CharlieNC
Gold $$ Contributor
I generally agree with you, except there is no statistical premise to calculate the SD of numerous SD's. It is NOT normally distributed. If this premise was valid and useful don't you think it would be found in a text instead of a shooting forum? On the other hand the pooled ("average") SD can be compared to another using the Ftest, but what would that mean? Using individual shots, the mean radius plus it's SD are easily used to test hypothesis of loads etc. Group size is important in that it is used to judge completions, but it's use is otherwise butchered with misapplication.I’m not saying you’re wrong. I’m too rusty to plant a stake in the ground against your position. But I see no reason why it would be invalid to take the SD of a group of SDs. However, you’re exactly making one of my points. That point being that group size is an inefficient way to evaluate a small number of shots. Ten five shot groups requires fifty shots, but you’re basically only generating ten data points. You could look at the same fifty shots, and analyze them differently, like distance from center or X-Y coordinates, and generate fifty data points. The data is the same, but the resolution would be better.

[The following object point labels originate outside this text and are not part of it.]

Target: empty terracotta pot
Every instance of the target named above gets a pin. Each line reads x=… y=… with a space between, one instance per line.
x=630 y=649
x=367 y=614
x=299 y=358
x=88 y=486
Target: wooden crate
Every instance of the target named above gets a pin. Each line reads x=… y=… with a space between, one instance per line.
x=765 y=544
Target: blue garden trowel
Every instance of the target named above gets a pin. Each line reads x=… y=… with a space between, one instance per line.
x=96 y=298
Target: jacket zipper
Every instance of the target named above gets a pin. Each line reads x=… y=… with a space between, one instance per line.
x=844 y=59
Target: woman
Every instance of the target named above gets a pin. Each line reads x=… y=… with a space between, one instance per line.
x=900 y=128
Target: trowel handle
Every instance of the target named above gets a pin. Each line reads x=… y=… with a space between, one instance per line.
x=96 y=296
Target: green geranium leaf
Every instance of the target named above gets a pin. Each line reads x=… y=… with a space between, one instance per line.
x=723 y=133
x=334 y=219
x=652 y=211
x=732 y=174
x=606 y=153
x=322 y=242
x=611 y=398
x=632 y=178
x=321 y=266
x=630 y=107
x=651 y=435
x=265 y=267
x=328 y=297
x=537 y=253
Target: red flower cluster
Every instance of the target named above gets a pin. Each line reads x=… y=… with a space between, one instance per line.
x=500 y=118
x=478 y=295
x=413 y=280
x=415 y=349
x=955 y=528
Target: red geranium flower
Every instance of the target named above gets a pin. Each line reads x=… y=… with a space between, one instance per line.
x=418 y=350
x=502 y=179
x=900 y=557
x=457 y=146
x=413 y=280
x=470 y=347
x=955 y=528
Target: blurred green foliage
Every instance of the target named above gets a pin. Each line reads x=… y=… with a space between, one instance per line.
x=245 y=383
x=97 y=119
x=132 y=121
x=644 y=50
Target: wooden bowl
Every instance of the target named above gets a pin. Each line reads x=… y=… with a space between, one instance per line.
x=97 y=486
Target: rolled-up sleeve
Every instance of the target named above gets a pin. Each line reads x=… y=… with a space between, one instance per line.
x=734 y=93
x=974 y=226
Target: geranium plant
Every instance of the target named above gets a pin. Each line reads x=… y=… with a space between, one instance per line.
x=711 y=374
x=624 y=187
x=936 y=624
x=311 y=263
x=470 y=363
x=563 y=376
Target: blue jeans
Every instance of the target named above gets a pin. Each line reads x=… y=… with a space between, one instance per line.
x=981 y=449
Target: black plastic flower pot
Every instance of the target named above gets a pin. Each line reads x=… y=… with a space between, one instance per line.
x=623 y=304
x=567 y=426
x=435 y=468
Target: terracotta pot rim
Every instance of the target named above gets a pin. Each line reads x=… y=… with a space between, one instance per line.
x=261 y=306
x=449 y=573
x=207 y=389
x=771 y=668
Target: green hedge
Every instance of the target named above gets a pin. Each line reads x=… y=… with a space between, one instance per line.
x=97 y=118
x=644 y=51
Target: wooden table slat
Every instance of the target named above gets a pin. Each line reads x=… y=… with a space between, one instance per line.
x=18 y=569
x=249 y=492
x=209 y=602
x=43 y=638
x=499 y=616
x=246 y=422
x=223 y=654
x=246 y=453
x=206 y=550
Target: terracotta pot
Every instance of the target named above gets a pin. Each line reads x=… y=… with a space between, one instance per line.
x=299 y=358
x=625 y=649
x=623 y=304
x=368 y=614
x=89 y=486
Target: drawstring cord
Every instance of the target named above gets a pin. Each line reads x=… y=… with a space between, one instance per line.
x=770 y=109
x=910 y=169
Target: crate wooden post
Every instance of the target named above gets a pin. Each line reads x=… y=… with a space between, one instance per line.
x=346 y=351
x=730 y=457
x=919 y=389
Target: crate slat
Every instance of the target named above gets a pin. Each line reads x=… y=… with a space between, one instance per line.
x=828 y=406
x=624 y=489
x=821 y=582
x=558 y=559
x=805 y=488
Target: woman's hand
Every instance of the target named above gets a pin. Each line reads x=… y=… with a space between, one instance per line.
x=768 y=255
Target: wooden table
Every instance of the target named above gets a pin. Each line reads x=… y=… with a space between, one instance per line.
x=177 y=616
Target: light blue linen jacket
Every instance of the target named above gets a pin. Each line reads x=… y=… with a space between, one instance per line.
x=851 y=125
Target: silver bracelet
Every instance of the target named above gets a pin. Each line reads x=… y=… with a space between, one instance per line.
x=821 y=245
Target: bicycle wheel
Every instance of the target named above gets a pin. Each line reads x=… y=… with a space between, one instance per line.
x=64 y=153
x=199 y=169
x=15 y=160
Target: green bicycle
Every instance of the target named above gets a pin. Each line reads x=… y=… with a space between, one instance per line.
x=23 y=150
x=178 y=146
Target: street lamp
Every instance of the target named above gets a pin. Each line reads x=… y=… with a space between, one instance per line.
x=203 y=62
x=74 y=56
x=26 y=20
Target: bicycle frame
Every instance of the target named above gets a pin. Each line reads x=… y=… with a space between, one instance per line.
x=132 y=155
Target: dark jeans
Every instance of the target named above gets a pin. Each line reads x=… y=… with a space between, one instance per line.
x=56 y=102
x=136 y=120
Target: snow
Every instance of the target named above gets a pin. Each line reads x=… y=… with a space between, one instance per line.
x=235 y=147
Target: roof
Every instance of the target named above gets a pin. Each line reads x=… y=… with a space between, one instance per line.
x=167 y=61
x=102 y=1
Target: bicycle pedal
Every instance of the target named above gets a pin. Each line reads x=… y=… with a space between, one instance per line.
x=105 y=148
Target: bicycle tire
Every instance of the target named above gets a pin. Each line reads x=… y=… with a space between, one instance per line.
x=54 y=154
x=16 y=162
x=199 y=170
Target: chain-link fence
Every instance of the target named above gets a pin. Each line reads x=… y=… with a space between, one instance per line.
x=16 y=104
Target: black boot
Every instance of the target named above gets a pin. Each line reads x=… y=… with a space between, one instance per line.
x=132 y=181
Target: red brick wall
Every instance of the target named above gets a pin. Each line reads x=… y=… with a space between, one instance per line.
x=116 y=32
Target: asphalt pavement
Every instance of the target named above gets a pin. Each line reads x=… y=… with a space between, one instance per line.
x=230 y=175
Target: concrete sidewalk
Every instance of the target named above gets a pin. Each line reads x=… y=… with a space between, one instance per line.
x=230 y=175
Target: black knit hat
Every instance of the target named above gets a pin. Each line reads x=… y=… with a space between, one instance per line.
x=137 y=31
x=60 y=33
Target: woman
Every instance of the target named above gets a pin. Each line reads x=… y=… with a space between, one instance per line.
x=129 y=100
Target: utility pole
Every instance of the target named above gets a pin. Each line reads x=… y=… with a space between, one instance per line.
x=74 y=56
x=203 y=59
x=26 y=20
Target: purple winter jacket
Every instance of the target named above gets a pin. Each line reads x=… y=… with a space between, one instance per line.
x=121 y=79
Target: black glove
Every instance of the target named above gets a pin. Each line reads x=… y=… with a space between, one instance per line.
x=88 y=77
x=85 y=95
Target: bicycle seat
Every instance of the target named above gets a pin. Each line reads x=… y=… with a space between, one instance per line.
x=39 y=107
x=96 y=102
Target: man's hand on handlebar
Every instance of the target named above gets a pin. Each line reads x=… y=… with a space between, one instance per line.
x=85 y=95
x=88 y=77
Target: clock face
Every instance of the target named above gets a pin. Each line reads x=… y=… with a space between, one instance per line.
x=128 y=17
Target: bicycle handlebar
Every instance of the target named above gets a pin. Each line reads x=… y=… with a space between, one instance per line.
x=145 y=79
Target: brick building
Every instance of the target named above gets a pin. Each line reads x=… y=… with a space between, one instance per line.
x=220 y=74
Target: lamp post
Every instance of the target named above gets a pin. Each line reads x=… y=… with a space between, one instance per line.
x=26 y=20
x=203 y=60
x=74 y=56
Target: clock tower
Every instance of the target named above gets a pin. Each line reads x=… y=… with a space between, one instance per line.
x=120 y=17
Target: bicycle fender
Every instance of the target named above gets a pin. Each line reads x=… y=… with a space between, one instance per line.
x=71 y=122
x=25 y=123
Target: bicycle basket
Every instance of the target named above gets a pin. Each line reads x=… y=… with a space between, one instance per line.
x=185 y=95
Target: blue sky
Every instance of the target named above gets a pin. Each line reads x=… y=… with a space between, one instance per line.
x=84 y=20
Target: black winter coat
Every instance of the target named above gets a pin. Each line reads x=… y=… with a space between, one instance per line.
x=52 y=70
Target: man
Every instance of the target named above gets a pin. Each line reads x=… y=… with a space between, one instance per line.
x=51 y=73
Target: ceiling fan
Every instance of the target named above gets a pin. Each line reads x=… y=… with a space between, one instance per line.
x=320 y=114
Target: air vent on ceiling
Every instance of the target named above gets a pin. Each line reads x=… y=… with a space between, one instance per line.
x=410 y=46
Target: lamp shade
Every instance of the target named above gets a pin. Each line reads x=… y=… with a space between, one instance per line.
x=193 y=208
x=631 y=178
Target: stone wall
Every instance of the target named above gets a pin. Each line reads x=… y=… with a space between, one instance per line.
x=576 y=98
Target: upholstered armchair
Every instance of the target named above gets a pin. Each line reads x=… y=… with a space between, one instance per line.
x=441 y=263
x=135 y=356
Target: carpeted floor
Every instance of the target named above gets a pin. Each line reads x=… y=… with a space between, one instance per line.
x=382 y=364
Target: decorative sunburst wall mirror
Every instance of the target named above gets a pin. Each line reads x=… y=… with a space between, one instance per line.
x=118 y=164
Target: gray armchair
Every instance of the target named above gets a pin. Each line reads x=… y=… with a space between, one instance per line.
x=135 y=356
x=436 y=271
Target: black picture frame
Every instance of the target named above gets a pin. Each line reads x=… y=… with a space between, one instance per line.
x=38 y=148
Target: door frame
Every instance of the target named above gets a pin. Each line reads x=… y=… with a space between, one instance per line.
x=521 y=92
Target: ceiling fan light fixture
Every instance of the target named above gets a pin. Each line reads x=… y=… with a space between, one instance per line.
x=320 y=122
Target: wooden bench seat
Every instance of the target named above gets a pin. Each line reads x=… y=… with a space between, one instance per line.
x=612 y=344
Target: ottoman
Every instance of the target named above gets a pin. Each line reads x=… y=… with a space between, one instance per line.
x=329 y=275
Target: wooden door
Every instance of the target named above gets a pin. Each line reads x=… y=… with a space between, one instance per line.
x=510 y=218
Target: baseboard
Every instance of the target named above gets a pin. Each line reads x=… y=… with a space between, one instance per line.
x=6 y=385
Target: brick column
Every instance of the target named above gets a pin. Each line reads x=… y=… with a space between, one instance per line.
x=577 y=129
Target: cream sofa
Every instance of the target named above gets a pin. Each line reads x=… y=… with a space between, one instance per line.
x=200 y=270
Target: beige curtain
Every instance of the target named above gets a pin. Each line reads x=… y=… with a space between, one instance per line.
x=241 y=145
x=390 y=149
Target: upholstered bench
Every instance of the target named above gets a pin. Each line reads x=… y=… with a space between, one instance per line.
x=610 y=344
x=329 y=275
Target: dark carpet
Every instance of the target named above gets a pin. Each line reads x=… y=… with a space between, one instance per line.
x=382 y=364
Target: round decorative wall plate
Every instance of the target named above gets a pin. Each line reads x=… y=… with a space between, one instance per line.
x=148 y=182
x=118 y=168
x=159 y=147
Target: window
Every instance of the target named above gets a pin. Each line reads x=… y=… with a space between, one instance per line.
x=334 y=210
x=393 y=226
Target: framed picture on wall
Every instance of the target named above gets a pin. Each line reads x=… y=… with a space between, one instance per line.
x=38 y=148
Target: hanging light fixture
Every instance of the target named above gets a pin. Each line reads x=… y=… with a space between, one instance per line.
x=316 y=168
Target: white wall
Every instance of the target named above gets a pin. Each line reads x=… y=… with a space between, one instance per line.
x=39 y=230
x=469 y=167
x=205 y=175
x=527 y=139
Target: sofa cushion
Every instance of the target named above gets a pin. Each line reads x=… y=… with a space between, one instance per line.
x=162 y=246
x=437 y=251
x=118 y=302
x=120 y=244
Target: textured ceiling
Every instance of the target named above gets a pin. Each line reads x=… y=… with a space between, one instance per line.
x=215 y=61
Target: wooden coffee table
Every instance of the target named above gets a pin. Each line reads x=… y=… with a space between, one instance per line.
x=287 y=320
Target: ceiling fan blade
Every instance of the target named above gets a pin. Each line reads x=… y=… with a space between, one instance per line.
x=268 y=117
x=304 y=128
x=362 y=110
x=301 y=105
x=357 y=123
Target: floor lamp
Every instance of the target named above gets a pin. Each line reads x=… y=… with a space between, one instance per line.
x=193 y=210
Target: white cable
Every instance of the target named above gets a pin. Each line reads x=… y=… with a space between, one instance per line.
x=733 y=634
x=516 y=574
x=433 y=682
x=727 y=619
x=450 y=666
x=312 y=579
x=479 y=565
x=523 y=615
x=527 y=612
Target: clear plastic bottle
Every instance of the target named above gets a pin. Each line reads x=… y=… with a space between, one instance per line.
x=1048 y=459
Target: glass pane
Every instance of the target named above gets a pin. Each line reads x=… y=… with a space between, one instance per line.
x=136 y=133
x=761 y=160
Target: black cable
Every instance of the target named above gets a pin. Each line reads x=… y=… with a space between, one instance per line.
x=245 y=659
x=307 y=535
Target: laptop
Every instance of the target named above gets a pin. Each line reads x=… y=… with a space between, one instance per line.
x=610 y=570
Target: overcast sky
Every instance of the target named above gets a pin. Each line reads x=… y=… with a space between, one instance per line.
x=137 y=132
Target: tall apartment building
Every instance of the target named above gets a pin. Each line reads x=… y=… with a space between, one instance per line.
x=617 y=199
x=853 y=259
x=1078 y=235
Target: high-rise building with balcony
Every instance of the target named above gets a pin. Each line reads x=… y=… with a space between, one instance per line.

Because I see no reason that you can’t take an SD of a group of SD’s and get a result that bad meaning, even if you didn’t know what to call it, I also think that if you plotted an infinite number of groups, shot by the same shooter, using the same load, in a barrel that never wears, and then you graphed the percentage of the time a group was a certain size for every size group that he shot, that you would get a normal distribution that looked like a bell curve that was symmetric across his average group size. If that’s the case, and I see no reason why it wouldn’t be, then you can apply it to the real world. A shooter can take the measurement of a sample of groups with the same load, and generate an SD if group size. Then he can make a change in his load and calculate the probability that the change in grouo size was due to the change in load or the fact that he doesn’t shoot groups that are all the same size. And he doesn’t actually have to start over with each barrel. He can go through a log book of groups, and compare his current load and gun to his past performance. He can examine match results from last week, and go shoot a group, and see what probability there is that he is shooting in what percentile of the pack.
This is actually what experience shooters are doing, they’re just doing it by feel instead of by numbers. Numbers can give them better resolution than their feel does.